Valery Gergiev heeft – zo liet bestuursvoorzitter Sylvia Tóth op de voorlaatste avond weten – zich ook voor de komende jaren verbonden aan het festival. Yannick Nézet-Séguin staat al geboekt voor 2013. Of het jaarlijkse evenement naar een tweejaarlijkse frequentie moet, gaat door de politiek bepaald worden bij het verdelen van subsidiegelden.

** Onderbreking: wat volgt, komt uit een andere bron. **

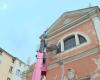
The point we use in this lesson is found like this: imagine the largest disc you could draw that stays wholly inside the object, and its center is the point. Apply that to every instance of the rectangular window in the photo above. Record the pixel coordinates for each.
(69, 43)
(18, 72)
(11, 69)
(13, 59)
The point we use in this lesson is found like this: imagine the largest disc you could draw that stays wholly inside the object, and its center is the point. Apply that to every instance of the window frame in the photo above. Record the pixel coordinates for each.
(78, 45)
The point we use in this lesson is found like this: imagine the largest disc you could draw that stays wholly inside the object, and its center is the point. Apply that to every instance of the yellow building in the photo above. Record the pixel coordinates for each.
(11, 68)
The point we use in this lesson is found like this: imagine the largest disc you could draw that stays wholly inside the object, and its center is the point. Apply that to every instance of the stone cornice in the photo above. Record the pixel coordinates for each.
(74, 57)
(72, 24)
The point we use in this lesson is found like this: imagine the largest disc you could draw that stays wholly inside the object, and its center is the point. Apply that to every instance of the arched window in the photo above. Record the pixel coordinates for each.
(81, 39)
(69, 42)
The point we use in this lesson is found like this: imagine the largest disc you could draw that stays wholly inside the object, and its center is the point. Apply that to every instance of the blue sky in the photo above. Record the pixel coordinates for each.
(23, 21)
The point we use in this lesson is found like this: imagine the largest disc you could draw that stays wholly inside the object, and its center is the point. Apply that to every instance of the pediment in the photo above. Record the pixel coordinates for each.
(68, 17)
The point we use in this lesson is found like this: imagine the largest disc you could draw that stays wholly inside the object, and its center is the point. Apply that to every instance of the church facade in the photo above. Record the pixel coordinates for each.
(74, 42)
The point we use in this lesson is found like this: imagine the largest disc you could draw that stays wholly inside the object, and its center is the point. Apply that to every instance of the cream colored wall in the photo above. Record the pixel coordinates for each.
(4, 66)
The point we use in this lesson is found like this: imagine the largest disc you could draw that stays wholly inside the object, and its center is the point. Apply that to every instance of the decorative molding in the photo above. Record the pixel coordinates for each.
(72, 25)
(75, 57)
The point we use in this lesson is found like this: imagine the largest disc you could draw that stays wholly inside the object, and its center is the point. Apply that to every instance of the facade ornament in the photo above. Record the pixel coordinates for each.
(96, 73)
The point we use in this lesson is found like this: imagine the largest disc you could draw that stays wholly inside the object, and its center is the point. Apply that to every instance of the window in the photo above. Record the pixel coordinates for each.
(20, 63)
(59, 48)
(18, 72)
(81, 39)
(71, 74)
(13, 59)
(11, 69)
(69, 43)
(8, 78)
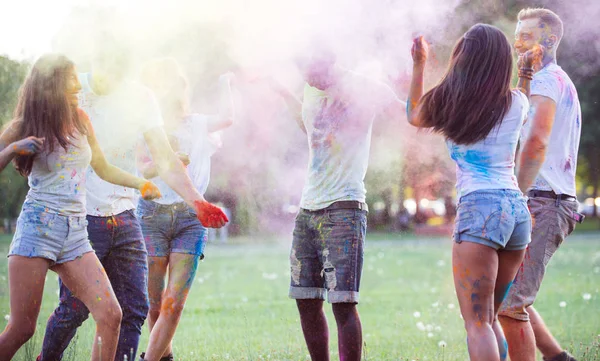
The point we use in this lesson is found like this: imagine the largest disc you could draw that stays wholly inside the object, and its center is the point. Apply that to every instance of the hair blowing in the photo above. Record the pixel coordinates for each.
(43, 109)
(474, 94)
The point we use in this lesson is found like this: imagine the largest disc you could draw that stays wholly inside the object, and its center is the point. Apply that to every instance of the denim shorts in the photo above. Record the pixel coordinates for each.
(552, 222)
(327, 255)
(171, 228)
(40, 233)
(498, 218)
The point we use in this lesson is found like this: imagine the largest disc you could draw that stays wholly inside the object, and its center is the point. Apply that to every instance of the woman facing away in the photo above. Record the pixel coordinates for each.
(52, 142)
(474, 107)
(174, 237)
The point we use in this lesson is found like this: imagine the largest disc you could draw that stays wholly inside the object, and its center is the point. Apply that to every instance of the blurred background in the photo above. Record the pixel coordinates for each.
(259, 172)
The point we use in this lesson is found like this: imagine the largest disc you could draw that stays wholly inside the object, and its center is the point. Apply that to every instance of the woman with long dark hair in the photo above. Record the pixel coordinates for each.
(174, 236)
(474, 107)
(52, 142)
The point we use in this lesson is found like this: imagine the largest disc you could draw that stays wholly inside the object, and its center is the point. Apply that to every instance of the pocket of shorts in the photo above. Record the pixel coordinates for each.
(341, 216)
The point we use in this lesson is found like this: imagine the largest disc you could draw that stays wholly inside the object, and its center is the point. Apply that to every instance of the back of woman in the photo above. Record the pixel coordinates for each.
(480, 116)
(490, 163)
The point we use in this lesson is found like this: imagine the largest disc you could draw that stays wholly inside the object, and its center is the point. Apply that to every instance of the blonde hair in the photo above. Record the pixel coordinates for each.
(548, 17)
(166, 79)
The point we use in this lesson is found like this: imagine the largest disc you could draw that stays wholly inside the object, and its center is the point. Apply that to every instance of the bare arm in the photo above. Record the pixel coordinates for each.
(11, 146)
(417, 87)
(226, 114)
(533, 149)
(172, 171)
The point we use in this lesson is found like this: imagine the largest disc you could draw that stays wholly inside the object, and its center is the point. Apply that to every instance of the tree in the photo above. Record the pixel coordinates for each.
(13, 187)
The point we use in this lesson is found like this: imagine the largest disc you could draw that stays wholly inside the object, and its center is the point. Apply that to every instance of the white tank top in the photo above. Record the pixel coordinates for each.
(57, 179)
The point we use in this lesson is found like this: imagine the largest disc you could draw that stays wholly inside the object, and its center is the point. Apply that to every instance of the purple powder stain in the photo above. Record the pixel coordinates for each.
(567, 166)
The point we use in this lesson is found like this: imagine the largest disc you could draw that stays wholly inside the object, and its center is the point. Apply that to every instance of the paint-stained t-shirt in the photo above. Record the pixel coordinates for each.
(558, 171)
(490, 163)
(192, 138)
(57, 179)
(338, 124)
(118, 118)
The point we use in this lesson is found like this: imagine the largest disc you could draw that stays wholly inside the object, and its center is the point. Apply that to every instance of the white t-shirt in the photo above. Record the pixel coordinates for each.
(338, 123)
(490, 163)
(118, 120)
(558, 171)
(193, 139)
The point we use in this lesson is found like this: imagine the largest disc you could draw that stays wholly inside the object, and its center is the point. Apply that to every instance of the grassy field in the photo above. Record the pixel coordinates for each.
(238, 308)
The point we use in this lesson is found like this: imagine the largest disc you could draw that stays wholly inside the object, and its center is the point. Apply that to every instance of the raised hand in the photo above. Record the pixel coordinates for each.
(28, 146)
(183, 157)
(210, 215)
(532, 58)
(149, 191)
(419, 51)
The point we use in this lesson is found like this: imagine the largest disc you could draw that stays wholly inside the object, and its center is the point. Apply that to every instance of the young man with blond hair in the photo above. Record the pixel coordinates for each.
(546, 173)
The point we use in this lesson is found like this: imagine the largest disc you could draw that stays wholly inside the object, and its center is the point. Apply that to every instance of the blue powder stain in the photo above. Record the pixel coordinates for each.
(504, 350)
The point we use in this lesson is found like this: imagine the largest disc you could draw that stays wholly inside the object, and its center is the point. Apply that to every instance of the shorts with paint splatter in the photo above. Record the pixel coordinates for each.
(498, 218)
(171, 228)
(49, 235)
(327, 255)
(552, 223)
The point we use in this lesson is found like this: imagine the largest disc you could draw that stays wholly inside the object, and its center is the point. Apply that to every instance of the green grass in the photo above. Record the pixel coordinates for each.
(238, 308)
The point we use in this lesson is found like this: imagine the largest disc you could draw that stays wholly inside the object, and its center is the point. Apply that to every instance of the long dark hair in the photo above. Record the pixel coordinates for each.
(43, 109)
(474, 94)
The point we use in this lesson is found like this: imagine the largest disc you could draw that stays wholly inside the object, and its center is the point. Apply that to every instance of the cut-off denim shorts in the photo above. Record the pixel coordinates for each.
(497, 218)
(53, 236)
(171, 228)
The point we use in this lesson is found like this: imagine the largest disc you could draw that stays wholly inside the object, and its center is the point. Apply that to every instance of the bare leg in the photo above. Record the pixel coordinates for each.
(182, 270)
(544, 340)
(315, 329)
(508, 266)
(87, 280)
(157, 271)
(26, 277)
(349, 331)
(475, 269)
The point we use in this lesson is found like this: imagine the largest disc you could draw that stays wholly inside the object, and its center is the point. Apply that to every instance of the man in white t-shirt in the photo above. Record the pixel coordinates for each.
(546, 171)
(121, 111)
(326, 258)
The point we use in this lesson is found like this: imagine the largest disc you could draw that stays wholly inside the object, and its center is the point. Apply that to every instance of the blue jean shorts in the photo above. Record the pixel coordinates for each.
(327, 255)
(497, 218)
(171, 228)
(43, 234)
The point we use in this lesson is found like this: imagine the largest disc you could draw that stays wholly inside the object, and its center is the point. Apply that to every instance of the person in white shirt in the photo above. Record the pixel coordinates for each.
(546, 171)
(121, 111)
(326, 259)
(174, 236)
(479, 114)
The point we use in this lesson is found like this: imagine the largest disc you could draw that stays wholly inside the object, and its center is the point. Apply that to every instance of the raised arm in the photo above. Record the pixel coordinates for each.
(419, 53)
(172, 171)
(226, 114)
(115, 175)
(11, 145)
(533, 149)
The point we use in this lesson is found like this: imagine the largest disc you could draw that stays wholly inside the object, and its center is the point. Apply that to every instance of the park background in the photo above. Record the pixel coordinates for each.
(238, 309)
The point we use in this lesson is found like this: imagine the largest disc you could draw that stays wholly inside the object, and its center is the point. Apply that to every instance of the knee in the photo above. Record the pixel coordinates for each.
(23, 332)
(343, 311)
(109, 316)
(172, 306)
(309, 306)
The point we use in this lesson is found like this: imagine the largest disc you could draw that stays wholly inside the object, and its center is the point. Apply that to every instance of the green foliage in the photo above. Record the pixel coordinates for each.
(238, 307)
(13, 187)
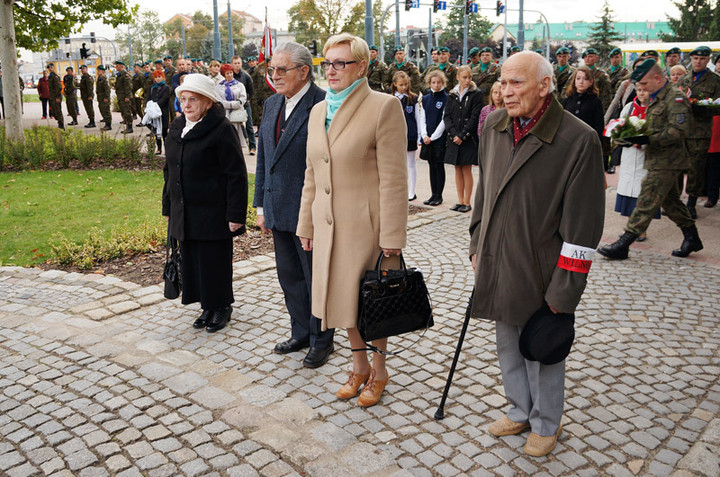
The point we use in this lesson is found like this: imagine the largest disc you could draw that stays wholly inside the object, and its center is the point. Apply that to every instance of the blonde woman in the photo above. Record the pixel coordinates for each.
(348, 217)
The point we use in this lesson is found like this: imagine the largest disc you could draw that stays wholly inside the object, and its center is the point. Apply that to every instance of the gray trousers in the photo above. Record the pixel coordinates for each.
(536, 392)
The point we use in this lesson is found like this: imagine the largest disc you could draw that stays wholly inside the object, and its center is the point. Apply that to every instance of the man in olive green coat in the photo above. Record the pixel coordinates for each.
(70, 96)
(486, 73)
(87, 94)
(102, 91)
(668, 124)
(377, 72)
(55, 85)
(123, 91)
(401, 65)
(704, 84)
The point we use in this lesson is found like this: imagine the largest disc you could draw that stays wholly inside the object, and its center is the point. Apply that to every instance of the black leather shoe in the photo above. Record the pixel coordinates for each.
(316, 357)
(290, 346)
(202, 321)
(218, 319)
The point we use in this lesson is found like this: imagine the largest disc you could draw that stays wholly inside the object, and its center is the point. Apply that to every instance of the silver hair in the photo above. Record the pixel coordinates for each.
(299, 54)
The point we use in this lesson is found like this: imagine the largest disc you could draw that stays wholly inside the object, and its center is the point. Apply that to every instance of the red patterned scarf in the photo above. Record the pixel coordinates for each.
(522, 131)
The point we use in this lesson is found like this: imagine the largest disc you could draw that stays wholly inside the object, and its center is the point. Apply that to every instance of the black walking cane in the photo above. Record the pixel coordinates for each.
(440, 413)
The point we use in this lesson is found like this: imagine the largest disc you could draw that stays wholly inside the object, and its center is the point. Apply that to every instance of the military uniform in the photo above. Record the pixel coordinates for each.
(707, 85)
(70, 97)
(102, 91)
(55, 86)
(377, 76)
(87, 94)
(137, 101)
(411, 71)
(123, 91)
(485, 77)
(450, 73)
(561, 79)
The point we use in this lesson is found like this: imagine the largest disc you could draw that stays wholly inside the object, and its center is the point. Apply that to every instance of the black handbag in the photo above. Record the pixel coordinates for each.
(171, 274)
(392, 302)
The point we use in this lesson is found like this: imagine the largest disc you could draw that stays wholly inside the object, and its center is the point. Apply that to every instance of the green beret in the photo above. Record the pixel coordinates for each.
(642, 69)
(652, 53)
(701, 51)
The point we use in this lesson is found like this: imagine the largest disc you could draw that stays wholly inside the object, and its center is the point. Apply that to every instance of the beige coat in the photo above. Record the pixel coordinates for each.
(354, 199)
(530, 199)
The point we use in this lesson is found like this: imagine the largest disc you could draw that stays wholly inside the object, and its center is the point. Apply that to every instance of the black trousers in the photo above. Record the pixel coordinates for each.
(294, 269)
(207, 273)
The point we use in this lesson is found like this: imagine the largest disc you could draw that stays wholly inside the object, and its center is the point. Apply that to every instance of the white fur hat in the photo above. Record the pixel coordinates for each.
(199, 84)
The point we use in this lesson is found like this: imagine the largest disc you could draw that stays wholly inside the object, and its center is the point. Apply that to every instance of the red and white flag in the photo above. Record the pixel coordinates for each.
(266, 51)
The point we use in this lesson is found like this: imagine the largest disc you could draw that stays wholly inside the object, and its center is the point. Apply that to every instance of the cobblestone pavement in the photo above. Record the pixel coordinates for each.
(102, 377)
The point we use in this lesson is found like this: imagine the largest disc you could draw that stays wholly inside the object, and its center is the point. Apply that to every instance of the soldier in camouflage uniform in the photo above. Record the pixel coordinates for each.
(616, 72)
(377, 72)
(138, 81)
(87, 94)
(261, 90)
(703, 83)
(102, 91)
(70, 96)
(401, 65)
(486, 73)
(562, 72)
(668, 123)
(445, 66)
(123, 91)
(55, 86)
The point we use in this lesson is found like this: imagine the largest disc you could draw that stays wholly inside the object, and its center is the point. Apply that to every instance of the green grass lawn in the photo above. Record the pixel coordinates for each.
(36, 205)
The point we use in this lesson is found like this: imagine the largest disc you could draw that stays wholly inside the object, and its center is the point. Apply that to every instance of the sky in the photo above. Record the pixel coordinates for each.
(555, 10)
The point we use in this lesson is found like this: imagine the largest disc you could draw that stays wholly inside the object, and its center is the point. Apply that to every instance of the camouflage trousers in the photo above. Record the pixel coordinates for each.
(71, 102)
(658, 189)
(697, 150)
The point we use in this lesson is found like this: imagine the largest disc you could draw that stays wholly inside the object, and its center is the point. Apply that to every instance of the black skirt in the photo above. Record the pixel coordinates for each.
(207, 273)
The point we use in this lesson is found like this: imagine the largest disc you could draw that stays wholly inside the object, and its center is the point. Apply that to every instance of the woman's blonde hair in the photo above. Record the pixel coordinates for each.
(358, 48)
(435, 74)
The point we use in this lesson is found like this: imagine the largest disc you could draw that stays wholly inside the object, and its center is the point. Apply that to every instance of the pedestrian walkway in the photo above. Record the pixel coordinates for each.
(102, 377)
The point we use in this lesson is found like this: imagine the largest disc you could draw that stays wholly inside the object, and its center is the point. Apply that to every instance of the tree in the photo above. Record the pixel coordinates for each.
(698, 21)
(38, 25)
(320, 19)
(478, 26)
(603, 34)
(146, 34)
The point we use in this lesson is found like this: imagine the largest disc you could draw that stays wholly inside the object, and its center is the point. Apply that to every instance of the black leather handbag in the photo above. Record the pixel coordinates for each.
(393, 302)
(171, 274)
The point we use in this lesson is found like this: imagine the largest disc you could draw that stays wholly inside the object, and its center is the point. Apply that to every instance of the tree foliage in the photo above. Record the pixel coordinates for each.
(699, 21)
(39, 24)
(603, 35)
(478, 26)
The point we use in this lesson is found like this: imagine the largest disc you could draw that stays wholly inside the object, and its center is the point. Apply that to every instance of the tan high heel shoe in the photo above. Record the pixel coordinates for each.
(372, 390)
(349, 389)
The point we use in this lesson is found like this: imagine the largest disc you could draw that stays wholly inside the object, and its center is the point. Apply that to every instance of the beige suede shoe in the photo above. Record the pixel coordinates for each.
(506, 427)
(539, 446)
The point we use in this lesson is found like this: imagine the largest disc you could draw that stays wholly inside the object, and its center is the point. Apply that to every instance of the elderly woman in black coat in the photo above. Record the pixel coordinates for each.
(205, 198)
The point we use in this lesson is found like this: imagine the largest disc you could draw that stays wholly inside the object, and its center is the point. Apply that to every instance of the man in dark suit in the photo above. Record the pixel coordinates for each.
(279, 181)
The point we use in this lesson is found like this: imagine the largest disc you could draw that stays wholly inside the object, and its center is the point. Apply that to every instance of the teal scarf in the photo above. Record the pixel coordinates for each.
(335, 100)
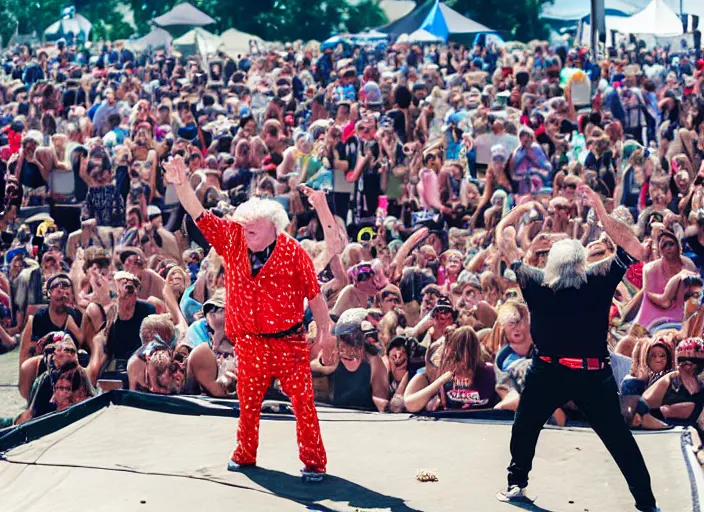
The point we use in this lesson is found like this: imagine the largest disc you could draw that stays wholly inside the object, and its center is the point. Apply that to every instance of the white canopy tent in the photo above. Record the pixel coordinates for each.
(236, 43)
(423, 36)
(197, 40)
(183, 14)
(657, 19)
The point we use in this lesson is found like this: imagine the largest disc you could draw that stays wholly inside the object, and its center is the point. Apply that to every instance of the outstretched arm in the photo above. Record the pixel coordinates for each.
(335, 239)
(620, 233)
(506, 238)
(177, 176)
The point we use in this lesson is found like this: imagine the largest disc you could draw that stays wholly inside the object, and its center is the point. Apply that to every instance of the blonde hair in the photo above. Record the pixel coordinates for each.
(154, 325)
(566, 265)
(256, 209)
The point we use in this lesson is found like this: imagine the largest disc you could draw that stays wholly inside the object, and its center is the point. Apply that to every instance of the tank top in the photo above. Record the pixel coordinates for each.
(42, 324)
(353, 389)
(649, 314)
(123, 338)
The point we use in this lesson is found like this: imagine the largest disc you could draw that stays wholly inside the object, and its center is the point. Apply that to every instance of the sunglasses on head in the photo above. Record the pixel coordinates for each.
(689, 295)
(364, 276)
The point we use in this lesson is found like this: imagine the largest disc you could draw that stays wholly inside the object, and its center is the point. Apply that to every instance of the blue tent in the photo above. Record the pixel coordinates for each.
(436, 18)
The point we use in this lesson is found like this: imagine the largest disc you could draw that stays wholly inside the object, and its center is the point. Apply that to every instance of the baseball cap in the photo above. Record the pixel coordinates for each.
(216, 301)
(350, 321)
(120, 275)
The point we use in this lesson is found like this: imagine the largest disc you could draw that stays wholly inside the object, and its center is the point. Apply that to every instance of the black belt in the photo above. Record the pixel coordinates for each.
(295, 329)
(578, 363)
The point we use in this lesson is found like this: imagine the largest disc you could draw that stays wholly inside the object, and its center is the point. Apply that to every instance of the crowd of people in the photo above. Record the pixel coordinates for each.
(406, 172)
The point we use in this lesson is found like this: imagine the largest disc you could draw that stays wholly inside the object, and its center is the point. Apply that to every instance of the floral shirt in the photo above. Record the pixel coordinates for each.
(281, 285)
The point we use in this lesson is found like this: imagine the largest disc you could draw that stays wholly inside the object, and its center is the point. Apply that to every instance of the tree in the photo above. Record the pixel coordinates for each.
(365, 15)
(515, 19)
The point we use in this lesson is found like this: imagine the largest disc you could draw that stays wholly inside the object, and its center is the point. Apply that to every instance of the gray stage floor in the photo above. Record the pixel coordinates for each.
(128, 459)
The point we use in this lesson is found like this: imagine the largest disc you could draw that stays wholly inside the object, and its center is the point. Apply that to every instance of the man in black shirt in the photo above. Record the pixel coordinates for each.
(120, 338)
(567, 296)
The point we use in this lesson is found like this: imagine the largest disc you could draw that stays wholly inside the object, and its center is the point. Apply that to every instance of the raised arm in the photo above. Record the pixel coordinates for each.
(506, 238)
(416, 238)
(177, 176)
(335, 240)
(620, 233)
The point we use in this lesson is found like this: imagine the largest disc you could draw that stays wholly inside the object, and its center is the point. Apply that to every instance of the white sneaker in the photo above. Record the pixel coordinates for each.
(514, 494)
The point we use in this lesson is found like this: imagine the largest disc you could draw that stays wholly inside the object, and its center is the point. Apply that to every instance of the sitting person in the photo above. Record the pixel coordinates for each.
(210, 278)
(512, 334)
(678, 397)
(354, 374)
(163, 369)
(211, 328)
(442, 316)
(60, 356)
(120, 338)
(366, 278)
(57, 316)
(651, 360)
(157, 329)
(398, 356)
(464, 381)
(212, 366)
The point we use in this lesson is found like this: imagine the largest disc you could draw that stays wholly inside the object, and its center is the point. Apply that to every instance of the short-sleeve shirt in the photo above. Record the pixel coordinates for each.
(271, 302)
(572, 322)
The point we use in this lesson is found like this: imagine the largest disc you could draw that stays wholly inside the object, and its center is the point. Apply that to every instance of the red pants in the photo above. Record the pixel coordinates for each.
(259, 361)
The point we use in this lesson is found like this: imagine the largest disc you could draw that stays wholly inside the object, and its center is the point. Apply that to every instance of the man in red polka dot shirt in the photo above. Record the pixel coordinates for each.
(268, 278)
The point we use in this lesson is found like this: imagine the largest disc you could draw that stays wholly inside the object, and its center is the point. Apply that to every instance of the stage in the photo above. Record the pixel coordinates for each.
(122, 455)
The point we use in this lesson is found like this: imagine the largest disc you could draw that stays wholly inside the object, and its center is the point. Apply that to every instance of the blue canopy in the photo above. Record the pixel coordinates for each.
(436, 18)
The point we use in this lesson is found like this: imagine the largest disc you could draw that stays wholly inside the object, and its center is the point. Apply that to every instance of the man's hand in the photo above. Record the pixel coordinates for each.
(316, 197)
(591, 198)
(176, 171)
(328, 349)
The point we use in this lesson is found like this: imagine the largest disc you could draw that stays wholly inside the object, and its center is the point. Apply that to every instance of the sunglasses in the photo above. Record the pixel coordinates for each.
(364, 276)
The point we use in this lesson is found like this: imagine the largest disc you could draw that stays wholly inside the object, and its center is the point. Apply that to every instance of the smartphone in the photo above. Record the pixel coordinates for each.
(109, 384)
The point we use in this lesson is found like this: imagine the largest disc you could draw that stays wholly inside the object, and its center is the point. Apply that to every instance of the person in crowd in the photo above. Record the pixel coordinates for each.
(355, 372)
(422, 164)
(678, 396)
(57, 316)
(119, 338)
(151, 284)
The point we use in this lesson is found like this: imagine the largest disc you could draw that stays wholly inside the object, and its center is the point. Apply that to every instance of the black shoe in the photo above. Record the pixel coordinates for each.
(236, 468)
(310, 476)
(514, 494)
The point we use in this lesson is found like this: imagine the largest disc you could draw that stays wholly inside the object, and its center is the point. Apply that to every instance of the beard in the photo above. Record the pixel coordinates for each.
(565, 266)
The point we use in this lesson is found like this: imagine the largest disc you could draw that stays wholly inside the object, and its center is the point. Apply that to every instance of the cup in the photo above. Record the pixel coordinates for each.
(383, 204)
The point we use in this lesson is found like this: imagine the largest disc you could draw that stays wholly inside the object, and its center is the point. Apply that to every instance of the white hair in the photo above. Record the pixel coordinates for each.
(566, 265)
(508, 314)
(262, 209)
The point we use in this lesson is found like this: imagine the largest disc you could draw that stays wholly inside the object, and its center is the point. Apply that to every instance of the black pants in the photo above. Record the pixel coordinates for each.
(547, 387)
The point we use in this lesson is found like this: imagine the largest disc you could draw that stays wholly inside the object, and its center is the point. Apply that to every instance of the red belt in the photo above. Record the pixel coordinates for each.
(577, 363)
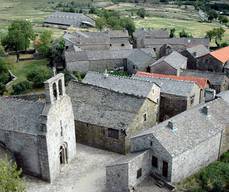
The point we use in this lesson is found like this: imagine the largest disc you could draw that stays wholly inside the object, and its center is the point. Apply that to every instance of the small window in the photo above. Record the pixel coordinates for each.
(144, 117)
(139, 173)
(113, 133)
(192, 99)
(154, 161)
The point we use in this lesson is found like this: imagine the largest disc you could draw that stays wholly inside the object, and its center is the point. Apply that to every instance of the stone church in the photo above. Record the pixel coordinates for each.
(41, 133)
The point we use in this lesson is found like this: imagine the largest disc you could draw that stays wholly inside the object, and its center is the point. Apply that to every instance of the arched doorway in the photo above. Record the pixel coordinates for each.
(63, 154)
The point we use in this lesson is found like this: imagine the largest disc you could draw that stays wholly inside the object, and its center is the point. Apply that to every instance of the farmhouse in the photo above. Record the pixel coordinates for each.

De unieke Mariinsky-Otello opende vorig weekend het vocale element van het festival en via een optreden van het Choir of King’s College op vrijdag kwam het programma rond ‘Sea & You’ uit bij een lange avond ‘L’amour et la mer’, de liefde en de zee.

Yannick Nézet-Séguin dirigeerde het Rotterdams Philharmonisch Orkest (RPhO) eerst in Boheemse klanken van Má Vlast, het gedeelte over de rivier de Moldau. De muziek van Smetana schilderde een beeld van de rivier en de reflecties van het podiumlicht in het koper en de glimmend gepolitoerde bladen van de violen versterkten dat nog eens. Het klonk lichter en warmer dan de veel gedraaide Karajan-opname die ik me van jaren geleden herinner.

Mezzosopraan Christianne Stotijn had zich verheugd op de samenwerking met het RPhO en dirigent Nézet-Séguin, zo viel op haar website te lezen. Haar aandeel in het programma was Chaussons Poème de l’amour et de la mer. Dat is een cyclus van twee liederen, onderbroken door een tussenspel. In het eerste deel, ‘La fleur des eaux’, gaat de liefde nog over ‘groene paden’. Er is hoop, al vreest de ik-figuur al het onvermijdelijke afscheid.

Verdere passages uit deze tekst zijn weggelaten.